Obstruction of Justice engages when ANY act is done that either "delays" or "defeats justice." Exactly how is justice facilitated by a process that allows cops to prepare an exhoneration script for a fellow cop?
Of course, Ian Bush was arrested for Obstruction of Justice. Was it a lawful arrest? No. Case law does not engage when someone goofs on a cop by giving them a fake name; it only engages when there is a clear attempt to defeat justice, and a present ability to do it. Koester admitted that Bush complied almost immediately. That would negate Obstruction.
As for the open-beer "charge," unlike Criminal Code offences - only Crown Counsel may register charges in BC, Quebec and New Brunswick - cops can enter charges under the Provincial Offences Act, but the usual practice is to have the alleged offender sign a promise to appear, under penalty of arrest for Obstruction. As long as they present ID, there is no obligation to take them in for booking. Koester admits that Bush was arrested because the cop omitted to carry the Promise to Appear document (that is a gross abuse of process, that would negate the Provincial Offence).

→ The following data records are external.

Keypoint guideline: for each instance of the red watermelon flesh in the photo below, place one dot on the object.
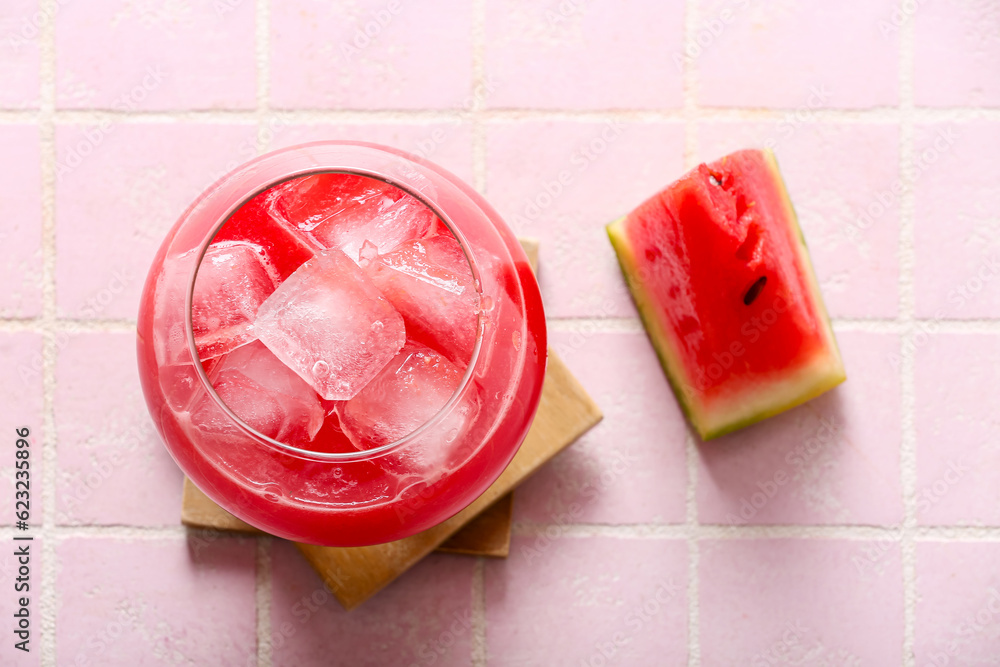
(719, 270)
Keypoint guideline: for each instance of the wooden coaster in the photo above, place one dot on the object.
(485, 535)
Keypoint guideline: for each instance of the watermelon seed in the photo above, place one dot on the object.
(754, 290)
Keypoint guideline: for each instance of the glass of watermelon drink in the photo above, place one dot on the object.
(341, 344)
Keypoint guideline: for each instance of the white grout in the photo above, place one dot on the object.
(908, 455)
(48, 601)
(498, 115)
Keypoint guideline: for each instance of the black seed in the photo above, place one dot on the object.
(754, 290)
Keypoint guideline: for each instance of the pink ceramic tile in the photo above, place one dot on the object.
(845, 185)
(796, 55)
(958, 430)
(834, 460)
(113, 469)
(423, 618)
(957, 53)
(957, 221)
(156, 602)
(20, 408)
(21, 604)
(958, 604)
(798, 602)
(449, 145)
(129, 56)
(603, 54)
(588, 601)
(21, 234)
(371, 54)
(20, 24)
(119, 190)
(563, 182)
(630, 468)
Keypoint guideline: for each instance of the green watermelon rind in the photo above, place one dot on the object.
(825, 379)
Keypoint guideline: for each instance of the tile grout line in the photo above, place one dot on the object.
(480, 650)
(499, 114)
(263, 577)
(691, 117)
(263, 593)
(479, 656)
(907, 458)
(48, 602)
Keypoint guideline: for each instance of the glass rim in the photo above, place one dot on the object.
(307, 453)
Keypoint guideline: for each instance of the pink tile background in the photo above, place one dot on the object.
(879, 546)
(586, 46)
(797, 56)
(371, 54)
(129, 602)
(426, 619)
(759, 603)
(21, 235)
(127, 56)
(20, 24)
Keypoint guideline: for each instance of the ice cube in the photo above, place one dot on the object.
(409, 391)
(430, 283)
(265, 394)
(233, 280)
(344, 210)
(331, 325)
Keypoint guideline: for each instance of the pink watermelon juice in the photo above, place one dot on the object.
(341, 356)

An arrest is an extreme deprivation of liberty; arrests cannot be executed because a cop feels humiliated by temporary non-compliance.
Bush had no legal liability, thus was hardly motivated by homicidal rage. However, although it is yet to be tested at the Bush inquest, homicidal Cop-Rage has been proven to arise where they perceive a threat to their self-described "authority." Remember: cops are schooled in only 65 days; their real training comes as they embrace the perverse Codes of Silence, Loyalty and Retaliation. How does one become an "expert" or "professional" in 65 days? Can't happen.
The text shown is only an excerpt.